Ülkemizde yürütme 1961 Anayasası'ndan başlayarak iki başlı değil, üç başlıdır. Milli Savunma Bakanı'na bağlı ve genel idare içinde yer alması gereken askeri bürokrasi, sivil otoriteye karşı özerklik kazanarak temel siyasi kararlarda yürütme ve yasamaya görüş dayatacak bir konuma gelmiştir
876 Anayasasının getirdiği sistemde, monarkın yetkilerinin bir meclisle sınırlanması, yeterli olmamakla birlikte önemli bir gelişmedir. Osmanlı İmparatorluğu'nda monarşinin meşruti bir nitelik kazanması, II. Meşrutiyet ile birlikte gelen 1909 Anayasa değişiklikleri ile sağlanmıştır.
Bu değişikliklerle ilk kez yasama ve yürütme organları padişahtan koparak demokratik organlar durumuna gelmişlerdir. Heyet-i Mebusan'ın yetkileri arttırılarak güçlendirilmiştir. Temsili niteliği ve yetkileri olan bir meclise karşı sorumlu bir bakanlar kurulu konmuş ve bakanlar kurulu bakımından güvenoyu mekanizması işlemeye başlamıştır. Ayrıca yürütmenin silahı olan “meclisi fesih” yetkisi padişahın tek başına kullanabileceği bir yetki olmaktan çıkarılarak belli koşullara bağlanmıştır (meşruti monarşi). Yasama-yürütme arasında yumuşak bir ayrılık öngörülmüş, düşürme-fesih dengesine dayalı klasik parlamenter sisteme adım atılmıştır. Ancak bu çabaların halka dayanmaması ve İttihat ve Terakki'nin tek parti durumuna gelip, ordunun da desteğiyle baskı, terör yöntemleriyle muhalefeti sindirmesi başarısızlığa neden olmuştur. Bu sonucun meydana gelmesinde ordunun aktif politika içine girerek sistemi yarı-askeri bir rejim durumuna getirmesinin rolü büyüktür.

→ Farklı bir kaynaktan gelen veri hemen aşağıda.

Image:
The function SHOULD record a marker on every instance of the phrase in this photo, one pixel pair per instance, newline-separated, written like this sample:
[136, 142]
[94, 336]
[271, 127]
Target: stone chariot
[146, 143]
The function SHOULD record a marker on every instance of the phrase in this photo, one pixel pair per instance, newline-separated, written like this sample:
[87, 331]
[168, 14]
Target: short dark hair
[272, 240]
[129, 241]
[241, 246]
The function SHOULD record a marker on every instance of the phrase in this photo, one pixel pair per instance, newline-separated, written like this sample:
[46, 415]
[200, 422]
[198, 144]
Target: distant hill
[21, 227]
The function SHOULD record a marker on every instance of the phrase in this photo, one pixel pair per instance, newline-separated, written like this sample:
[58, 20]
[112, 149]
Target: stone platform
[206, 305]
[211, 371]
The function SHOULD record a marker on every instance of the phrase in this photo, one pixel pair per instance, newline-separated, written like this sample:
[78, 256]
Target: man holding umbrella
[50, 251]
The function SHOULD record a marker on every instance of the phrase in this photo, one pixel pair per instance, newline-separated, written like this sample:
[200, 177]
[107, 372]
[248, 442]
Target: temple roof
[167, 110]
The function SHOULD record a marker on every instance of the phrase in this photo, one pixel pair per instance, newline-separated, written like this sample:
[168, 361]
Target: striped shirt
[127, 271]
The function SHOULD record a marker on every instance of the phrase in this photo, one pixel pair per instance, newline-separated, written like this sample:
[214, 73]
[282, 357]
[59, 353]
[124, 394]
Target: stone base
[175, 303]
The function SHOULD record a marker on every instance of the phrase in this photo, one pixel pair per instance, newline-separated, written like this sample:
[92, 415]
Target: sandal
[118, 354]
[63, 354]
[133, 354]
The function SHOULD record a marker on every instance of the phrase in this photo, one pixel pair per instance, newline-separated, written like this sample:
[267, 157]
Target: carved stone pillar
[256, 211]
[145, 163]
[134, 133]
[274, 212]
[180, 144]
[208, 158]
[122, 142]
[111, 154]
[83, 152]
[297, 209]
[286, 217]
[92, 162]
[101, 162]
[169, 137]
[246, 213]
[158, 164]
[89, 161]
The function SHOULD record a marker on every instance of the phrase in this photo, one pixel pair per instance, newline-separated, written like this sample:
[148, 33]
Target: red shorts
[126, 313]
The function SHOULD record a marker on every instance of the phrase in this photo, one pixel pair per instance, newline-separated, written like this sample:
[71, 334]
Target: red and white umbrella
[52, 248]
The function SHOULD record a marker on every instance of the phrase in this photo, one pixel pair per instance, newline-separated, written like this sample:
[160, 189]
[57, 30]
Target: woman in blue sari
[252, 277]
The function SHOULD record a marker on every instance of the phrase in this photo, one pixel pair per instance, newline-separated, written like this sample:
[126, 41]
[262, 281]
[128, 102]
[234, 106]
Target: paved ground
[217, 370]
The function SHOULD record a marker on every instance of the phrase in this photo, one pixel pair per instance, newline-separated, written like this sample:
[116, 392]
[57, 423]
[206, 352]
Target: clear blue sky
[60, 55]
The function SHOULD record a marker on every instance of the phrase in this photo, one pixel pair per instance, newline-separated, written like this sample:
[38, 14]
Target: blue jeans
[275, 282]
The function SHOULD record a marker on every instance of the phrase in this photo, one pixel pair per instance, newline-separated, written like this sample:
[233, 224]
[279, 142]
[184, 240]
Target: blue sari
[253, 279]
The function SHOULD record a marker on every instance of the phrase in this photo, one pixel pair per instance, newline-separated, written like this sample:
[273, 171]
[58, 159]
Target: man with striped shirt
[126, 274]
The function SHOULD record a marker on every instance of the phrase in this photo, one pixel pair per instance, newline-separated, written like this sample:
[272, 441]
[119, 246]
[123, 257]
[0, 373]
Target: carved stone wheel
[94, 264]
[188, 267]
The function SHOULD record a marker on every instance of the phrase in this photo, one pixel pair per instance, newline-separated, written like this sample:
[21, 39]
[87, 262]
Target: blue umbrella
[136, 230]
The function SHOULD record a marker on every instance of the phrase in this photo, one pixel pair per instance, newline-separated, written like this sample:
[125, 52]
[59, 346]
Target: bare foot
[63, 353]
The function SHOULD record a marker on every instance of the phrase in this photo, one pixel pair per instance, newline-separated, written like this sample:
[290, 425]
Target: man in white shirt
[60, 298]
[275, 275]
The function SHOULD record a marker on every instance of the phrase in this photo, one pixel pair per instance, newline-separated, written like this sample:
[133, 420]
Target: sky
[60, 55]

1921 Anayasasının getirdiği model ise tamamen savaşa özgü sui generis (nevi şahsına münhasır) bir modeldir. Bu dönemde tüm yetki mecliste toplanarak yasama erki mutlaklaştırılmıştır. Bu model ulus devlete geçişin ara modelidir. 1924 Anayasası ile getirilen model ise meclis hükümeti sistemi ile parlamenter sistem arasında karma bir sistemdir. Bu sistemde organik ve işlevsel ayrılıklara da yer verilmiştir. Ancak yasamanın yürütme üzerinde etkili olabilecek yetkileri bulunmaktaydı. Hükümet meclisten güvenoyu almak zorunda olduğu gibi, meclis tarafından düşürülebilirdi. Buna karşılık hükümetin meclis karşısına fesih ve veto gibi önemli yetkileri yoktu. Kuşkusuz bu Anayasa da özel bir dönemin düzenlemesidir. Amaçlanan devrimlerle toplum ve devletin çağdaşlaşmasının kolay bir sistem içinde yerine getirilmesidir. Ancak çok partili sisteme geçildiğinde anayasal sistemin yetersizliği ortaya çıkmıştır.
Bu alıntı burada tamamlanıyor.